A hard-working secretary gets a bouquet from her considerate boss—but Cleopatra won from Caesar the imperial crown of Rome. Make of him a Caesar, as I will make you a Cleopatra.
For the next assignment, have L.L. give you an apartment.
—in Usti n. L. these days this is almost as improbable as getting a diadem was in ancient Rome … “impossible” is just the right word. All the better—
Afte
r the February carnations (the last one was a deep red) came March lilies-of-the-valley, then violets (less expensive, to be sure, but more frequent). Something was happening to L.L. (even the boys had noticed it) and not only the fact that we kept taking trips.
On the last and longest trip (to Liberec, where we dined at the Hotel Imperial…) L.L. sat, as always, in front beside the driver, I in back where I joked with the two young engineers … in Liberec L.L. unexpectedly assigned the younger (and cockier) to stay behind at the Liberec plant and work something out on the spot — on the return trip he sat the older of the two beside the driver and he sat in the back with me.
The highway from Liberec goes through magnificent forests and has an abundance of curves, so I couldn’t stay near the door, but kept sliding closer and closer to L.L. On a particularly sharp curve I leaned against him for a second, sighed, and went off as far as I could from him (the back seat of a Tatra 603 has space for three persons).
“It’s very fine working with you, but I’m afraid I’ll have to leave…” I said sadly and sighed again.
“Does something displease you?” L.L. asked with amazement.
“I haven’t slept well for a month now…”
“From too much work?”
“I can manage it with a hand tied behind my back, and everything else I do in the afternoon at the town library.”
“At the town library?” L.L. was astonished.
“I can’t work at home.
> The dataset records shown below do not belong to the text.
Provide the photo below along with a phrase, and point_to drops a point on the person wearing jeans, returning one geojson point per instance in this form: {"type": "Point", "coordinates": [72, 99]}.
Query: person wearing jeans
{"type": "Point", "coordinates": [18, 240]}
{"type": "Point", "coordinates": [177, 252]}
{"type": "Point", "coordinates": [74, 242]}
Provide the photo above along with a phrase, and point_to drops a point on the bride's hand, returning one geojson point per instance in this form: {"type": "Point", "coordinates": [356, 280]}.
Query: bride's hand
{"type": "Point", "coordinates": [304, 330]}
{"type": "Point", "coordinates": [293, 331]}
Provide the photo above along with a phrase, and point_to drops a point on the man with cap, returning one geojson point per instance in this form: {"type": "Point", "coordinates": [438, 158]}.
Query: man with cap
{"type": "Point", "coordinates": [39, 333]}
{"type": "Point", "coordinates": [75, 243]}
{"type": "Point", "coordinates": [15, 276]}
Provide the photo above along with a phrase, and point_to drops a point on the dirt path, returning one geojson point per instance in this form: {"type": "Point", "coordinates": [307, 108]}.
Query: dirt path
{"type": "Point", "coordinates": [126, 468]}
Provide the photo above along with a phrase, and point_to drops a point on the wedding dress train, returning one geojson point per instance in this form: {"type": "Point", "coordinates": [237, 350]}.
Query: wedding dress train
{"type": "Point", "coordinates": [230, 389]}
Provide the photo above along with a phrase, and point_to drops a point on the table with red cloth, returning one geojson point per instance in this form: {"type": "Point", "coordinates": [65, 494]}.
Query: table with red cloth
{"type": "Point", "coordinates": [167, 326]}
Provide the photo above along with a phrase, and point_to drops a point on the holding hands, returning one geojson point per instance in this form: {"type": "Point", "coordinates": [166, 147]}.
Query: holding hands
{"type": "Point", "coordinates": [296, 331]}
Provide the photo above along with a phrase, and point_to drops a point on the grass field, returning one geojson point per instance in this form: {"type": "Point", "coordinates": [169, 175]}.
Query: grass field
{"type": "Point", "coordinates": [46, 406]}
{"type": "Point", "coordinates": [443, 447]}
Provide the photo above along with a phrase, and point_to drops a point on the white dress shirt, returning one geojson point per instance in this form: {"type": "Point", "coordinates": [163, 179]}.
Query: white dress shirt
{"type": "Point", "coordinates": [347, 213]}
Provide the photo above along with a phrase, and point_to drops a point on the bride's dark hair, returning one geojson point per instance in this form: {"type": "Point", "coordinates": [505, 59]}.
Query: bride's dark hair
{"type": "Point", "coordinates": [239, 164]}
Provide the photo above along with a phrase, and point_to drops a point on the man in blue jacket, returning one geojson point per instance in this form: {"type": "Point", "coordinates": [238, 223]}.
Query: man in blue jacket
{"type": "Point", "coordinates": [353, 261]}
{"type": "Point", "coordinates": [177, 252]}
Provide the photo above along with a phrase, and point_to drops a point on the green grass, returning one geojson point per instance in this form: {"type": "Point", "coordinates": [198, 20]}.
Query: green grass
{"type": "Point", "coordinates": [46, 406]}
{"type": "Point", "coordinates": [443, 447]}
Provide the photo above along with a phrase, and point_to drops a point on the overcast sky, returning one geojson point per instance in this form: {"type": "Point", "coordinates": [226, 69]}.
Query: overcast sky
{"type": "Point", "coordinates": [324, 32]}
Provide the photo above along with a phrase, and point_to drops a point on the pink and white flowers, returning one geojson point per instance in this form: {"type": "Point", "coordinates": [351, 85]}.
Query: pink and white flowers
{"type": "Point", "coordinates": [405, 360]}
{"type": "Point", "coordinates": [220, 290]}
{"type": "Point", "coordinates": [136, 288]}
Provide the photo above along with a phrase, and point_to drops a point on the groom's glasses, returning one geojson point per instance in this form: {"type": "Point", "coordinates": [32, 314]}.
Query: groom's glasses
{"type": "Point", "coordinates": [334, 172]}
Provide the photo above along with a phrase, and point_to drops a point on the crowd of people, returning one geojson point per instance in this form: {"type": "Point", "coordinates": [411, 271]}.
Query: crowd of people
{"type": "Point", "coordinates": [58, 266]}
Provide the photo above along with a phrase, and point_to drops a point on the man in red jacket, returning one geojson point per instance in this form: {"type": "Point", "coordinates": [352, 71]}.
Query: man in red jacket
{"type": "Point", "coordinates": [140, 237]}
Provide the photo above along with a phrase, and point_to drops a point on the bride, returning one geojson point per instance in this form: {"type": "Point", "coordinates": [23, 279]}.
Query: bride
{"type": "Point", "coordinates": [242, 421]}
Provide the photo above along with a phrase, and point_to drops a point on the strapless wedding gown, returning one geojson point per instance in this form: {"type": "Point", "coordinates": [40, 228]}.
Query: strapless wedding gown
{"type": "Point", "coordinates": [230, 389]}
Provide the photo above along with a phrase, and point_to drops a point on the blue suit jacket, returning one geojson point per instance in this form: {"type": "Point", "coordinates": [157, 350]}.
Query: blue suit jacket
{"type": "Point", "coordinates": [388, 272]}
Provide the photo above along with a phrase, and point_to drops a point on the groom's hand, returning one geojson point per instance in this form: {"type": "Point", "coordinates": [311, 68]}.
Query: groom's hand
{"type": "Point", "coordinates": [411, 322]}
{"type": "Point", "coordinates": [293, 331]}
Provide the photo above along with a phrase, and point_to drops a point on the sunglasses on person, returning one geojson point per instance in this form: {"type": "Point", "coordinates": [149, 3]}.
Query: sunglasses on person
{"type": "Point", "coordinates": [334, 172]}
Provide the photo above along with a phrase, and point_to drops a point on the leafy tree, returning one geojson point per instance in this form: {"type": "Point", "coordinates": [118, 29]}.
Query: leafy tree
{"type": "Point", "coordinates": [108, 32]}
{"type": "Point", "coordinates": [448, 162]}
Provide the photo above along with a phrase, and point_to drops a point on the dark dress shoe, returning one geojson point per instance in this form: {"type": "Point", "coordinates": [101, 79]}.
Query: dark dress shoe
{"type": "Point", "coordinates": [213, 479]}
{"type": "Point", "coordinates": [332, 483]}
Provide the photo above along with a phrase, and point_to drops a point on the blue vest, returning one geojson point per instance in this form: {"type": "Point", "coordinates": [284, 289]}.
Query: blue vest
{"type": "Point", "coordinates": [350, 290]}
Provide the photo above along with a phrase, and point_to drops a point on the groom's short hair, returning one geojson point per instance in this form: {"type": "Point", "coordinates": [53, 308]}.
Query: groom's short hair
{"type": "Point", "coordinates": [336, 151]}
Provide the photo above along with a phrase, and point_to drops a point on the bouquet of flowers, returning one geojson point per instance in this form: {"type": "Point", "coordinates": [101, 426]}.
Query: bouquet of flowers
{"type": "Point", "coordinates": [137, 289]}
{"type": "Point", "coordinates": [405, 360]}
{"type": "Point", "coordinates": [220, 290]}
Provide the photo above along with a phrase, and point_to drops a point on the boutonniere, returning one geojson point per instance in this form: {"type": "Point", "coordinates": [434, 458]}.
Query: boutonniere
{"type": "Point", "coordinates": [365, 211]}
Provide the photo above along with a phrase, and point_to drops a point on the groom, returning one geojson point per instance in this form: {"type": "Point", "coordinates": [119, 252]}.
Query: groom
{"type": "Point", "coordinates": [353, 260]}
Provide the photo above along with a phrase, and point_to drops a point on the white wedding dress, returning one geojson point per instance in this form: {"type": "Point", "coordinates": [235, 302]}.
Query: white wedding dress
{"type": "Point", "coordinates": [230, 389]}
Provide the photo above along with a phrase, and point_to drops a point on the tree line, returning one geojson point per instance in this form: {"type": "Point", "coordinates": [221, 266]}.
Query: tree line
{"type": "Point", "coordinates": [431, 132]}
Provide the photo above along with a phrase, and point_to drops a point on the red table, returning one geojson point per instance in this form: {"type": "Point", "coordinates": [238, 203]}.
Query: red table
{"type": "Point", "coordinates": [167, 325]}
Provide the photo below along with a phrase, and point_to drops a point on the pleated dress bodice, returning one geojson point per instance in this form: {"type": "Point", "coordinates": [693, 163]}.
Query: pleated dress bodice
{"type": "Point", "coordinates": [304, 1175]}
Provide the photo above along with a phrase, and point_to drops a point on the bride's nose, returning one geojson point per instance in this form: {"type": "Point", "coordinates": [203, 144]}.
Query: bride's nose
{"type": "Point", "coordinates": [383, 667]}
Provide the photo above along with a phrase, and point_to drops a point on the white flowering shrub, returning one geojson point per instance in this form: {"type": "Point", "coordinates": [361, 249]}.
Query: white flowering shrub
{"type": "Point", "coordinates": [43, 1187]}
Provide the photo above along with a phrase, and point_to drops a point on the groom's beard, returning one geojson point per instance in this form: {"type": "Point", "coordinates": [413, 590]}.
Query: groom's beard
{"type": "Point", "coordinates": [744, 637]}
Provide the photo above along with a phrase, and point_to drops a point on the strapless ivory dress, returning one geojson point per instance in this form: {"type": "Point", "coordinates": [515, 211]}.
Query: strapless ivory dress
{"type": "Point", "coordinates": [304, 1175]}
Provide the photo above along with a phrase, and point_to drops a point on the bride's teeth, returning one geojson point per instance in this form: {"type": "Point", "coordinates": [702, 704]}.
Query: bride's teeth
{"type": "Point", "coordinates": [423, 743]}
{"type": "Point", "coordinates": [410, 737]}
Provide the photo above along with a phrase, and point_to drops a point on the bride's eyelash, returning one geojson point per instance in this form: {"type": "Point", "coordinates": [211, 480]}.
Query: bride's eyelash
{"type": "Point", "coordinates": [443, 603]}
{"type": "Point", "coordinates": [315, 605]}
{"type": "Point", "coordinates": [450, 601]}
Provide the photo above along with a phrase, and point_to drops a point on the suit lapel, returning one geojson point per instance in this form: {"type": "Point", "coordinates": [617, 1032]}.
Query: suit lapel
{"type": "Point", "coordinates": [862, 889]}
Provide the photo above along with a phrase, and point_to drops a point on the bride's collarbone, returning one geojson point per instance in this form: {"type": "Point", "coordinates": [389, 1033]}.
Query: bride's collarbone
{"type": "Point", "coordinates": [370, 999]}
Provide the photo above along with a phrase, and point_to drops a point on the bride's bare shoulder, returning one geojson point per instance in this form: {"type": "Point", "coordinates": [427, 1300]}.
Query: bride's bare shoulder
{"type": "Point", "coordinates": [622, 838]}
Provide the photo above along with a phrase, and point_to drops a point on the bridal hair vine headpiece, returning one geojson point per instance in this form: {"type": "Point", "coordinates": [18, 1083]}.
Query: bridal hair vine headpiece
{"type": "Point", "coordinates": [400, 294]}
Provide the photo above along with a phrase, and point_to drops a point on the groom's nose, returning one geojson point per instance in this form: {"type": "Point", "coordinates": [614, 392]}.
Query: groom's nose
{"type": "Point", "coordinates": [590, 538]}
Because I don’t have a home.”
“Where do you live then?”
“In the singles dorm.”
“Oh, an awful roommate, right? She plays her radio or smokes cigars?”
“Some of them are awful and some are quite nice. Some do play radios and others smoke, there’s one in the bed above me who day and night tosses down butts, from cigarettes it’s true, but she doesn’t even put them out.”
“For God’s sake, how many roommates do you have?”
“Yesterday there were twenty-eight or so. Maybe only twenty-five, or thirty perhaps—the number keeps changing all the time.”